Pada 23 Februari 2016, ia menerbitkan surat tersebut. Isinya, "melarang muatan acara yang menampilkan host pria, talent maupun pengisi acara dengan tampilan gaya berpakaian kewanitaan, riasan kewanitaan, bahasa tubuh kewanitaan, gaya bicara kewanitaan, menampilkan promosi seorang pria berlaku kewanitaan, menampilkan sapaan terhadap pria dengan sebutan yang seharusnya diperuntukkan bagi wanita, dan menampilkan istilah dan ungkapan khas yang sering digunakan kalangan pria kewanitaan."

Alasannya, apa yang disebut "kewanitaan" itu "tidak sesuai dengan ketentuan penghormatan norma kesopanan dan kesusilaan yang berlaku dalam masyarakat serta perlindungan anak-anak dan remaja."

Isi edaran itu sulit dinalar, sebab tak ada acuan yang jelas apa yang dimaksud dengan gaya, gerak, atau bicara kewanitaan. Ada bias gender yang tercermin dalam surat edaran itu.

Terkait hal itu, Judha menolak menjawab pertanyaan reporter Tirto. “Saya tidak mau komentar dulu, nanti setelah selesai prosesnya," katanya, "kemarin saya juga sudah jelaskan ke Pansel."

Calon lain adalah Muhammad Choirul Anam, seorang advokat dan penggiat HAM di HRWG. Dalam sesi wawancara, Pansel meminta klarifikasi dari Anam soal keterlibatannya dalam kasus Aiptu Labora Sitorus, seorang polisi, terdakwa kasus pembalakan ilegal di Papua.

Anam membantah, “Saya bukan pengacara Labora Sitorus. Kalau memang ada buktinya, kita bisa cek buktinya."

Dari informasi yang himpun redaksi Tirto, Anam pernah diutus oleh salah seorang komisioner Komnas HAM untuk melindungi hak asasi dalam kasus itu.

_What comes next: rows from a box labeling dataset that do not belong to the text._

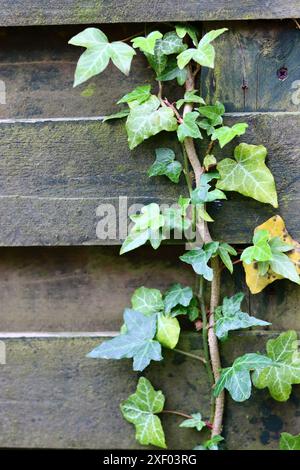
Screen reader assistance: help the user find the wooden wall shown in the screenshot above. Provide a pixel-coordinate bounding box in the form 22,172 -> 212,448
0,4 -> 300,449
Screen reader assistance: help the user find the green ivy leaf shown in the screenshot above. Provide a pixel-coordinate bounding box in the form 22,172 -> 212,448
164,284 -> 193,313
156,57 -> 187,86
241,230 -> 272,264
270,251 -> 300,284
131,286 -> 164,316
179,243 -> 217,281
121,377 -> 167,449
203,155 -> 217,171
177,111 -> 202,142
163,207 -> 192,233
192,173 -> 227,205
212,122 -> 248,148
87,309 -> 162,371
102,109 -> 129,122
218,243 -> 237,274
170,297 -> 200,322
117,85 -> 151,106
214,292 -> 271,341
126,95 -> 177,150
148,148 -> 182,183
155,31 -> 187,55
156,313 -> 180,349
253,331 -> 300,401
177,28 -> 227,69
69,28 -> 135,86
279,432 -> 300,450
214,353 -> 273,402
176,90 -> 205,109
131,31 -> 163,54
217,143 -> 278,207
198,101 -> 225,126
175,23 -> 199,47
194,435 -> 224,450
179,413 -> 206,431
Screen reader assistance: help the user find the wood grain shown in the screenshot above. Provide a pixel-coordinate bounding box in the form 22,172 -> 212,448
0,20 -> 300,119
201,21 -> 300,112
0,0 -> 300,26
0,333 -> 300,450
0,113 -> 300,246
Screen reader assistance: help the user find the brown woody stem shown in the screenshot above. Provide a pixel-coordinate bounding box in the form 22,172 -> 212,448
183,67 -> 225,437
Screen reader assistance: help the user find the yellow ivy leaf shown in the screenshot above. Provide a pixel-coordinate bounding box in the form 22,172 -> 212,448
243,215 -> 300,294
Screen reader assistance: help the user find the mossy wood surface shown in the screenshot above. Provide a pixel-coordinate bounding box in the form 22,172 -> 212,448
0,333 -> 300,450
0,112 -> 300,246
0,12 -> 300,450
0,0 -> 300,26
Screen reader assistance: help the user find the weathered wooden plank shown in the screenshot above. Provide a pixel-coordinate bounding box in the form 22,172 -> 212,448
201,21 -> 300,112
0,24 -> 182,118
0,334 -> 300,450
0,0 -> 300,26
0,246 -> 300,332
0,21 -> 300,118
0,113 -> 300,246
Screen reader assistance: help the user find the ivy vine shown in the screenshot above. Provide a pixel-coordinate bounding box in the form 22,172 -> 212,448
69,24 -> 300,450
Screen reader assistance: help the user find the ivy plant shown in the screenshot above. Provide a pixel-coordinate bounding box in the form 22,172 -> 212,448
69,24 -> 300,450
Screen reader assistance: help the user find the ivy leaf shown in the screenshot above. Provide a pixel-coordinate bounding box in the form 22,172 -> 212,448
155,31 -> 187,55
148,148 -> 182,183
170,297 -> 199,322
156,57 -> 187,86
131,31 -> 163,54
120,203 -> 165,255
214,292 -> 270,341
102,109 -> 129,122
163,207 -> 192,233
175,23 -> 199,47
212,122 -> 248,148
270,252 -> 300,284
179,244 -> 217,281
126,95 -> 177,150
241,230 -> 272,264
218,243 -> 237,274
117,85 -> 151,106
176,90 -> 205,109
87,309 -> 162,371
120,229 -> 151,255
198,101 -> 225,126
131,286 -> 164,316
177,111 -> 202,142
179,413 -> 206,431
120,377 -> 167,449
214,353 -> 273,402
156,313 -> 180,349
194,435 -> 224,450
177,28 -> 227,69
253,331 -> 300,401
243,215 -> 300,294
217,143 -> 278,207
203,155 -> 217,171
69,28 -> 135,87
279,432 -> 300,450
164,284 -> 193,313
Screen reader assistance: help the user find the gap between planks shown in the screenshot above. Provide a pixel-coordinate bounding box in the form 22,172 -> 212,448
0,330 -> 300,340
0,111 -> 300,125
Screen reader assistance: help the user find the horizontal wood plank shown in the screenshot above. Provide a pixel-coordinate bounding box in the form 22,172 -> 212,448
0,334 -> 300,450
201,21 -> 300,112
0,0 -> 300,26
0,245 -> 300,333
0,21 -> 300,119
0,113 -> 300,246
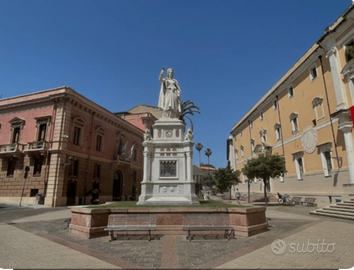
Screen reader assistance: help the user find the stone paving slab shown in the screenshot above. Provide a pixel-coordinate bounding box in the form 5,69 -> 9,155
0,201 -> 354,269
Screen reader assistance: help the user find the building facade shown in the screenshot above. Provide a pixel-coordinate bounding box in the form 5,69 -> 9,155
0,87 -> 154,206
227,5 -> 354,200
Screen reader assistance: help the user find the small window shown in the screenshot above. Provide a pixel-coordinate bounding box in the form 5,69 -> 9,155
11,127 -> 21,143
73,127 -> 81,145
33,156 -> 43,177
274,123 -> 281,141
259,128 -> 267,142
96,128 -> 104,151
309,66 -> 318,82
312,97 -> 324,120
10,117 -> 26,144
6,158 -> 16,178
96,135 -> 103,151
93,163 -> 101,179
273,99 -> 278,110
345,40 -> 354,62
288,86 -> 294,98
133,148 -> 138,161
72,118 -> 85,146
293,152 -> 304,180
69,160 -> 79,177
35,115 -> 51,142
290,113 -> 299,133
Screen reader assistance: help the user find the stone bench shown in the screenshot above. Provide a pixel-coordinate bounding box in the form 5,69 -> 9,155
183,214 -> 235,241
301,197 -> 317,206
104,214 -> 156,242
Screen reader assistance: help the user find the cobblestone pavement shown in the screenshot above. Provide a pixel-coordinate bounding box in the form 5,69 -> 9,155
0,201 -> 354,269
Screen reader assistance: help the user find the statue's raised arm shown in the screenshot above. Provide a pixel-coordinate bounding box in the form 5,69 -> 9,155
158,68 -> 182,118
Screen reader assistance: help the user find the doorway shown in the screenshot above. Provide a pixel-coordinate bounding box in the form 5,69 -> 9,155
66,179 -> 77,205
112,171 -> 123,201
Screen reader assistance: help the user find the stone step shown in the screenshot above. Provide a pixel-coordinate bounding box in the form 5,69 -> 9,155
310,210 -> 354,220
316,208 -> 354,217
330,203 -> 354,209
322,206 -> 354,213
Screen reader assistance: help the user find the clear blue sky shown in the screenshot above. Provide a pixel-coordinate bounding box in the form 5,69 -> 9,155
0,0 -> 351,168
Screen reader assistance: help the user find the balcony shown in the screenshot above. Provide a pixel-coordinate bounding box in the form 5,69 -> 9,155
0,143 -> 25,158
23,141 -> 49,156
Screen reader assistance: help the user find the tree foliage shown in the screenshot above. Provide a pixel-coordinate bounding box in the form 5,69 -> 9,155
242,155 -> 287,204
214,165 -> 241,196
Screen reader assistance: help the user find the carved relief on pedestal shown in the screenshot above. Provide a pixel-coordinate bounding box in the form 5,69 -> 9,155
301,126 -> 317,154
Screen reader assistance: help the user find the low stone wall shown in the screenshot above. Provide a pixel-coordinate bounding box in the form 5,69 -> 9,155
69,207 -> 268,239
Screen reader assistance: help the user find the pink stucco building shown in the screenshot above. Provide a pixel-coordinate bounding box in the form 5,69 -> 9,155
0,87 -> 156,206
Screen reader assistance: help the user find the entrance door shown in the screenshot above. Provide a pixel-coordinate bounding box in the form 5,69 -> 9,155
66,180 -> 77,205
112,171 -> 122,201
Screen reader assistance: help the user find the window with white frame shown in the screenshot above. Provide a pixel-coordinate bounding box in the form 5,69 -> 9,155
72,117 -> 85,146
288,85 -> 294,98
274,123 -> 281,141
36,116 -> 51,142
312,97 -> 324,120
259,128 -> 267,142
273,99 -> 278,110
33,156 -> 44,177
293,152 -> 305,180
96,128 -> 105,151
6,157 -> 17,178
309,64 -> 318,82
318,143 -> 333,177
290,113 -> 299,133
10,117 -> 26,144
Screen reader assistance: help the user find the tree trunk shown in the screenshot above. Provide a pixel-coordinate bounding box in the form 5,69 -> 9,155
263,179 -> 268,205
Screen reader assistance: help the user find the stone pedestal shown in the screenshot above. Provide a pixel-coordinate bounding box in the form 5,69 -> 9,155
137,119 -> 199,205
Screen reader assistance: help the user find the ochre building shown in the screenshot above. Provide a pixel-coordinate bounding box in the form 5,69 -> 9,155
227,5 -> 354,201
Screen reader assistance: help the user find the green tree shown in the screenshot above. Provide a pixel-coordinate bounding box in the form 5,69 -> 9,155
214,165 -> 241,200
242,155 -> 286,205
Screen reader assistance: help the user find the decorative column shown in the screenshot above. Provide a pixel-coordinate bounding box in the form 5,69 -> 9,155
326,47 -> 347,110
338,112 -> 354,184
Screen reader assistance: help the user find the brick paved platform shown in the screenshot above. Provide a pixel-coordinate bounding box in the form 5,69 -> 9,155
0,200 -> 354,269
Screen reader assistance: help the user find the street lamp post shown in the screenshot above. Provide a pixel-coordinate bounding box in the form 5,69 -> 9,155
195,143 -> 203,167
205,148 -> 213,190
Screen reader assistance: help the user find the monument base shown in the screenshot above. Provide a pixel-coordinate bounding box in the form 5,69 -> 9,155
137,194 -> 200,205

Namun, anggota Pansel Harkristuti Harkrisnowo punya informasi berbeda.

“Informasi dari staf Komnas HAM menyatakan tidak benar bahwa keterlibatan adalah bagian dari penugasan Komnas HAM," ujarnya.

Calon Komisioner dari Perempuan

Selain Sandrayati Moniaga, ada empat calon lain dari kalangan perempuan yang lolos seleksi. Mereka adalah Arimbi Heroepoetri, Roichatul Aswidah, Sondang Frishka Simanjuntak, dan Sri Lestari Wahyuningroem.

Roichatul Aswidah saat ini komisioner Komnas HAM 2012-2017. Ia mengurusi sub komisi mediasi. Pada periode ini, Komnas HAM mendapat sorotan dari publik terkait kinerja yang buruk dan konflik internal berebut jabatan ketua yang berganti tiap tahun.

Badan Pemeriksa Keuangan bahkan dua kali berturut-turut menyatakan disclaimer—menolak memberikan opini—kepada Komnas HAM. Artinya, menurut BPK, ada indikasi bahwa manajemen keuangan Komnas HAM macet dalam transparansi dan akuntabilitas.

Dianto Bachriadi, Salah satu komisioner, dinonaktifkan lantaran penyalahgunaan dana sewa rumah dinas. Sayangnya, para komisioner lain memilih diam dan terkesan menutupi kasus tersebut.

Baca laporan khusus kami pada Oktober 2016: Mengendus Kejanggalan Keuangan Komnas HAM

Nama lain, Sondang Frishka Simajuntak, adalah aktivis yang pernah bergabung di LBH Jakarta dan Solidaritas Nusa Bangsa. Sondang pernah terlibat mendorong pembentukan Undang-Undang No. 40/ 2008 tentang Penghapusan Diskriminasi Ras dan Etnis. Pada 2008 Sondang bergabung di Komnas Perempuan sebagai staf dan hingga saat ini masih tercatat sebagai badan pekerja Komnas Perempuan.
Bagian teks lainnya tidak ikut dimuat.